By Mike Woitalla
Against a team that lost its last two games by a combined score of 12-1, the USA managed a 0-0 tie. Jurgen Klinsmann’s men didn’t even come close to hitting the net against Canada, which Honduras knocked out of World Cup qualifying with an 8-1 win last October.
Honduras is the U.S. opponent next week when the final round of qualifying for the World Cup 2014 begins. Tuesday’s game was supposed to reveal which 6-8 players would join the foreign-based U.S. regulars for the showdown in San Pedro Sula. Whoever they end up being, it’s difficult to imagine they’ll add much of a boost based on the dismal display in Houston.
Equally puzzling is why a squad that spent three weeks preparing for this game could deliver such a dreadful performance.
A DRIBBLING PROBLEM. The Americans pretty much kept the ball to themselves as the Canadians packed their defense, obviously hoping to avoid yet another rout. But this possession broke down when they got close to the goal. The obvious problem was that while the midfield – with Graham Zusi, Brad Evans, Kyle Beckerman and Brad Davis, to start – could string passes together, nobody seemed able to beat opponents one-on-one. Needed was some dribbling to penetrate and disrupt the bunkering Canadians.

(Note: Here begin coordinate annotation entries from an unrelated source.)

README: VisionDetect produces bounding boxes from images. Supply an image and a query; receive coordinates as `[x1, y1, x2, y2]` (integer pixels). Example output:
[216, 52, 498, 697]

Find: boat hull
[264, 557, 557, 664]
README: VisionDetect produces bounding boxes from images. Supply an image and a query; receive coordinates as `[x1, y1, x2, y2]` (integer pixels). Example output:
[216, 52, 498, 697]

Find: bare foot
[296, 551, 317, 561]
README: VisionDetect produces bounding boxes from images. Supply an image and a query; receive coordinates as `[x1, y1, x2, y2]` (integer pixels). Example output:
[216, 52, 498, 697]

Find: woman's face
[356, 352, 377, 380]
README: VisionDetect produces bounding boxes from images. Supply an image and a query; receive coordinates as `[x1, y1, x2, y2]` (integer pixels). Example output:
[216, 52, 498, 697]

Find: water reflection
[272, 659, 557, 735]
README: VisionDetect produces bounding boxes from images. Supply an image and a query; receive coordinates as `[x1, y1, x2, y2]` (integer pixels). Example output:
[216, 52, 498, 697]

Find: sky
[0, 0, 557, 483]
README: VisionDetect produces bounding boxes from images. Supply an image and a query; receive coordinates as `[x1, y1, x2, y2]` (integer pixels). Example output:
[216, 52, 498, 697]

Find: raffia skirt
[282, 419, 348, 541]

NO KLINSI LOVE FOR WONDO. Doesn’t a player who tied the MLS season scoring record with 27 goals last season deserve more than 45 minutes to prove himself? Chris Wondolowski, MLS’s top scorer the last three years, was pulled at halftime in a tactical switch. Before that he got little service, but he was part of the only impressive sequence when he combined nicely with Davis for a long-range shot, tried a hopeful over-head kick, and did his best with a half-chance off a low cross. Joshua Gatt replaced Wondolowski, who’s still looking for his first U.S. goal, and hardly troubled the Canadians.

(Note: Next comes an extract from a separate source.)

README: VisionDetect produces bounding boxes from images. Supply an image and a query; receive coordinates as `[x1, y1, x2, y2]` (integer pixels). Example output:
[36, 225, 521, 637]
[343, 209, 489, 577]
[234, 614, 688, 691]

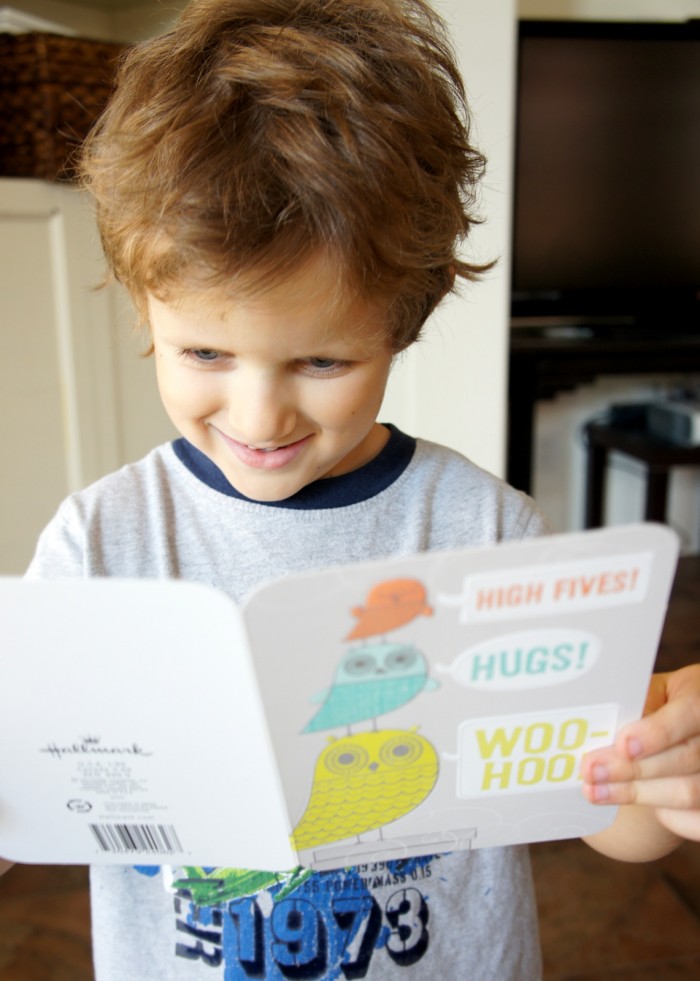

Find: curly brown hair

VERDICT ON DEFENDERS INCONCLUSIVE. Depth is needed on the U.S. backline, so watched closely were, from right to left, Tony Beltran, Matt Besler, Omar Gonzalez and Justin Morrow. But since the Canadians didn’t attack, we learned nothing -- but wondered why we didn’t see them join the offense much more. Presumably their potential was assessed during that three-week, two-a-day training camp. The camp during which Klinsmann failed to produce a team able to beat an opponent that four days ago lost, 4-0, to Denmark.